Standpunkt aus Berlin Depesche Nr. 92

Die Herausforderung der großen Flüchtlingsströme erfordert von Deutschland und Europa solidarisches Handeln und die Vermeidung von Überlastungen

In den Sommermonaten haben uns schreckliche Bilder von toten Flüchtlingen in Europa erschüttert. Zugleich haben wir in Deutschland eine große Welle der Hilfsbereitschaft erlebt. Diese Willkommenskultur gilt es zu bewahren.
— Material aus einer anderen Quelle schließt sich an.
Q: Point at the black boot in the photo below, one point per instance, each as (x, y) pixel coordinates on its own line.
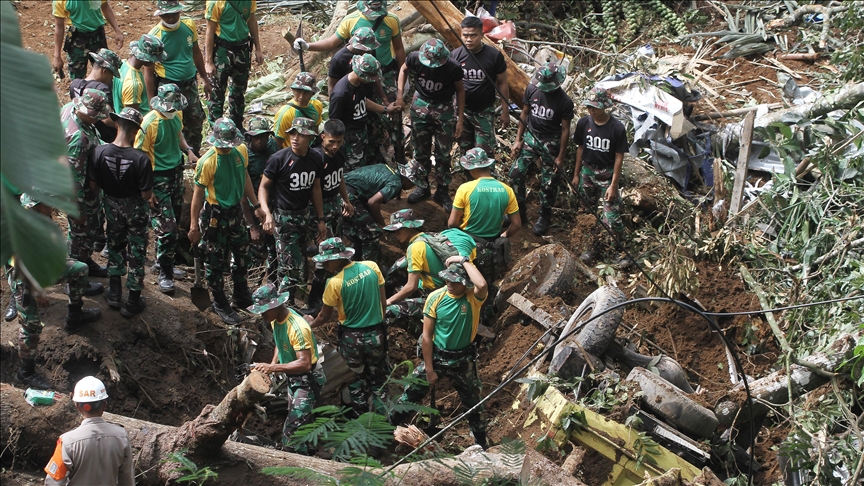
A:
(135, 304)
(78, 317)
(27, 374)
(96, 270)
(114, 294)
(542, 224)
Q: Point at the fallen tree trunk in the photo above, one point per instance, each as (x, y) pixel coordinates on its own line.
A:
(517, 80)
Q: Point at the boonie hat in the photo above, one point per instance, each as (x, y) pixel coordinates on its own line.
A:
(267, 297)
(404, 218)
(333, 249)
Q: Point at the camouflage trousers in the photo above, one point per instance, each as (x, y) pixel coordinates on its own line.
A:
(463, 375)
(165, 218)
(478, 130)
(592, 189)
(193, 114)
(224, 236)
(75, 274)
(234, 64)
(362, 230)
(365, 353)
(291, 240)
(127, 220)
(78, 46)
(433, 121)
(533, 150)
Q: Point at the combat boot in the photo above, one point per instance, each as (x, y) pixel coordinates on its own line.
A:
(114, 294)
(78, 316)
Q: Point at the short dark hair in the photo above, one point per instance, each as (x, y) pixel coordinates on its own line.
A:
(472, 23)
(334, 128)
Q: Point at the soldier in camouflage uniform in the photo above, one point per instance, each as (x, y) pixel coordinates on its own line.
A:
(450, 319)
(85, 35)
(437, 79)
(357, 292)
(223, 196)
(261, 144)
(125, 175)
(232, 29)
(295, 354)
(78, 117)
(75, 275)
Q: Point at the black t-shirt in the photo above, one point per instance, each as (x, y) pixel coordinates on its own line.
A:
(293, 177)
(434, 84)
(332, 172)
(480, 92)
(348, 104)
(121, 172)
(548, 110)
(600, 143)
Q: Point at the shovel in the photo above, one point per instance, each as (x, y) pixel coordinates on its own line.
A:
(200, 296)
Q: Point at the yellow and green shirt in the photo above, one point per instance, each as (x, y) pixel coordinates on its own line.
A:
(484, 203)
(355, 293)
(292, 335)
(285, 117)
(85, 15)
(159, 138)
(129, 90)
(231, 17)
(456, 318)
(223, 177)
(179, 66)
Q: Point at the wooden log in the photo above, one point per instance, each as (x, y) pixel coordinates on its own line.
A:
(517, 79)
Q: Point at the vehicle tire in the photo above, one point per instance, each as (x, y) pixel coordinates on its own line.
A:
(548, 270)
(669, 403)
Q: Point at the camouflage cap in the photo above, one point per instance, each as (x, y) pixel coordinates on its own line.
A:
(415, 172)
(367, 67)
(164, 7)
(549, 77)
(258, 125)
(434, 53)
(128, 113)
(106, 59)
(168, 98)
(456, 273)
(303, 126)
(94, 102)
(225, 134)
(364, 40)
(598, 98)
(333, 249)
(148, 48)
(404, 218)
(306, 82)
(475, 158)
(267, 297)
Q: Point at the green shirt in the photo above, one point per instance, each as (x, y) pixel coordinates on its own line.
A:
(159, 138)
(355, 293)
(223, 177)
(180, 65)
(456, 318)
(292, 335)
(230, 17)
(375, 178)
(85, 15)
Niemanden sollte es kalt lassen, wenn Menschen Gefahren für Leib und Leben in Kauf nehmen, um Folter oder Krieg zu entfliehen. Gerade politisch Verfolgten und Kriegsflüchtlingen müssen wir mit offenen Armen gegenübertreten. Das ist eine menschliche Regung und eine moralische Pflicht, und zwar nicht nur im Hinblick auf unsere Geschichte, die mit Flucht und viel Leid verbunden ist.
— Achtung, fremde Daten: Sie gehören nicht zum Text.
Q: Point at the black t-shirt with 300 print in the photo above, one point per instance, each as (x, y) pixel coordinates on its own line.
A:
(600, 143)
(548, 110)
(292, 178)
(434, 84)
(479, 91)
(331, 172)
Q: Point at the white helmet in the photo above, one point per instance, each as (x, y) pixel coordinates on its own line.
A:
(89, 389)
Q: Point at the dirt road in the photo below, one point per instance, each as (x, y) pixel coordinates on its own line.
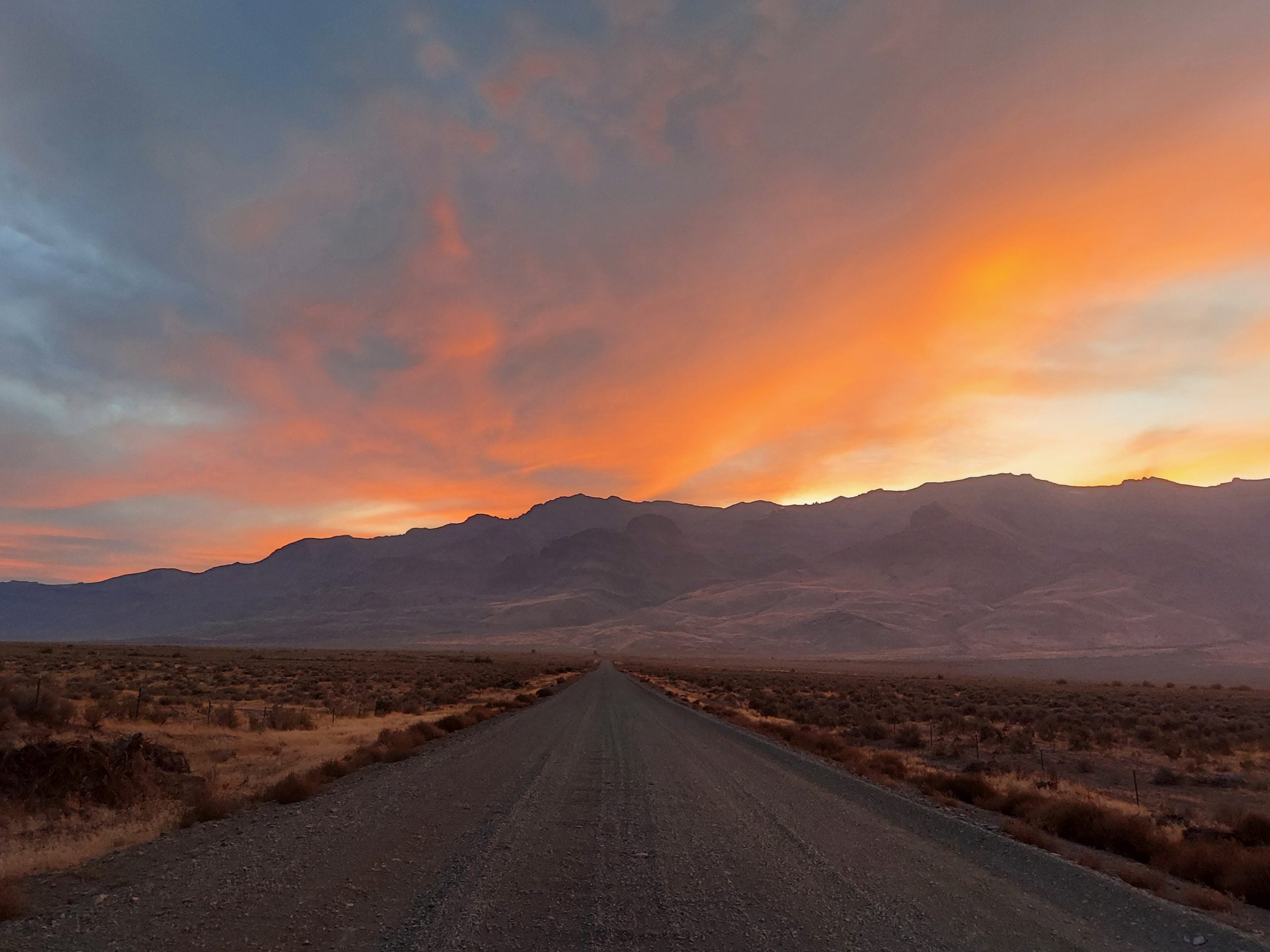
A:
(604, 818)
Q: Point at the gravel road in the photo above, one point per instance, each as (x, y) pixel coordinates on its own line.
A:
(607, 817)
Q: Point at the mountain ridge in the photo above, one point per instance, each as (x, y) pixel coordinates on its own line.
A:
(981, 568)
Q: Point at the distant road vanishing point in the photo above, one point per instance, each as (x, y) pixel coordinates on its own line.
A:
(605, 818)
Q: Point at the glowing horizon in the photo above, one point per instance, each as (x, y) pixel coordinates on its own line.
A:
(298, 272)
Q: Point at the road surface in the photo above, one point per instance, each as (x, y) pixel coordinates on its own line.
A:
(605, 818)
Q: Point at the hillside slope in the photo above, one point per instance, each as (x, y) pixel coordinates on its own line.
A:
(982, 568)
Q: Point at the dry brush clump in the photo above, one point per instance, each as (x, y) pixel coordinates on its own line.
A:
(956, 743)
(250, 725)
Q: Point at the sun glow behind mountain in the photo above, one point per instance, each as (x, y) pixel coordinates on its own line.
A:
(299, 271)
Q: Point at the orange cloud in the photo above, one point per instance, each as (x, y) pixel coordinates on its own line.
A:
(816, 314)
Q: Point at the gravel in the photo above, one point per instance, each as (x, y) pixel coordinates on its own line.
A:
(605, 818)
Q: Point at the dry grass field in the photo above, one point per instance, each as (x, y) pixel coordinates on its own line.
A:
(1173, 778)
(220, 729)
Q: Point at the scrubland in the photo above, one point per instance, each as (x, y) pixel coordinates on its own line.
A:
(219, 729)
(1166, 786)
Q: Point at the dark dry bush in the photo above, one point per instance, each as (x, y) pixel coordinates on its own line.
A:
(293, 789)
(1206, 899)
(454, 722)
(1227, 866)
(1166, 777)
(94, 715)
(908, 738)
(967, 787)
(1029, 834)
(1143, 878)
(333, 770)
(889, 765)
(1090, 824)
(203, 806)
(1253, 831)
(117, 774)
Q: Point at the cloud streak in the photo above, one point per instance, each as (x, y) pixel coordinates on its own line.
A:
(463, 262)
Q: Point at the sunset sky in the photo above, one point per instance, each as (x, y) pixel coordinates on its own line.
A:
(313, 267)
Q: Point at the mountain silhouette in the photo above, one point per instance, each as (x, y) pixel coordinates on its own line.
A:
(981, 568)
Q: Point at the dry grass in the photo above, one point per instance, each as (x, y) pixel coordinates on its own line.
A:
(917, 729)
(252, 725)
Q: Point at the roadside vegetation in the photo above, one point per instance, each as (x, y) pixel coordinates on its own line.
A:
(103, 747)
(1170, 778)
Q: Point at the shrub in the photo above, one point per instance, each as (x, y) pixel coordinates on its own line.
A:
(967, 787)
(205, 805)
(908, 737)
(281, 719)
(1143, 878)
(1253, 831)
(454, 722)
(1166, 777)
(888, 763)
(94, 716)
(1206, 899)
(293, 789)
Zugleich müssen wir uns sehr bewusst sein, vor welch großen Herausforderungen wir angesichts der in den letzten Wochen und Monaten drastisch gestiegenen Flüchtlingszahlen stehen. Noch 2012 gab es lediglich 50.000 anhängige Asylverfahren . 2014 waren es 170.000. In diesem Jahr wird nun mit einem Zustrom von über 800.000 Schutzsuchenden gerechnet. Derzeit sind es 10.000 täglich. Darauf sind wir nicht vorbereitet, auch wenn die tatkräftige Hilfe vieler Haupt- und Ehrenamtlicher überwältigend ist. Hilfskräfte und Kommunen stoßen zunehmend an die Grenzen der Belastung. Und niemand kann mit Bestimmtheit voraussagen, wie sich die Zahlen weiter entwickeln werden.

Fest steht: Deutschland ist ein starkes und solidarisches Land. Es kann vieles schultern. Aber auch unsere Aufnahmefähigkeit ist letztlich nicht unbegrenzt. Vor allem dann nicht, wenn man im Blick hat, dass Integration Zeit braucht und die Integrationsfähigkeit eines Landes auch davon abhängt, dass es einen gesellschaftlichen Konsens über Zuwanderung gibt. Wenn aber die Menschen das Gefühl haben, die Lage gerate außer Kontrolle, kann die bisher positive Stimmung einer Mehrheit der Bevölkerung schnell kippen.

Deshalb ist es gut, dass sich Bund und Länder Ende September auf ein wichtiges und weit reichendes Maßnahmenpaket zur Bewältigung und Begrenzung der Flüchtlingszahlen geeinigt haben. In relativ kurzer Zeit wurde dadurch Einigungs- und Handlungsfähigkeit bewiesen. Der Bund übernimmt pro Flüchtling eine feste Kostenpauschale. Dadurch werden Länder und Kommunen finanziell deutlich entlastet. Ganz wichtig ist auch die geplante Beschleunigung und Vereinfachung von Asylverfahren. Je schneller Asylberechtigte und Kriegsflüchtlinge wissen, dass sie bleiben können, umso eher gelingt die Integration. Umgekehrt gilt: wer keinen Anspruch hat, muss anderen Platz machen. Es sollte großzügige Härtefallregelungen geben, aber letztlich sind auch unbequeme Entscheidungen zu treffen – so sehr man jeden Menschen versteht, der etwa aus wirtschaftlichen Gründen zu uns will.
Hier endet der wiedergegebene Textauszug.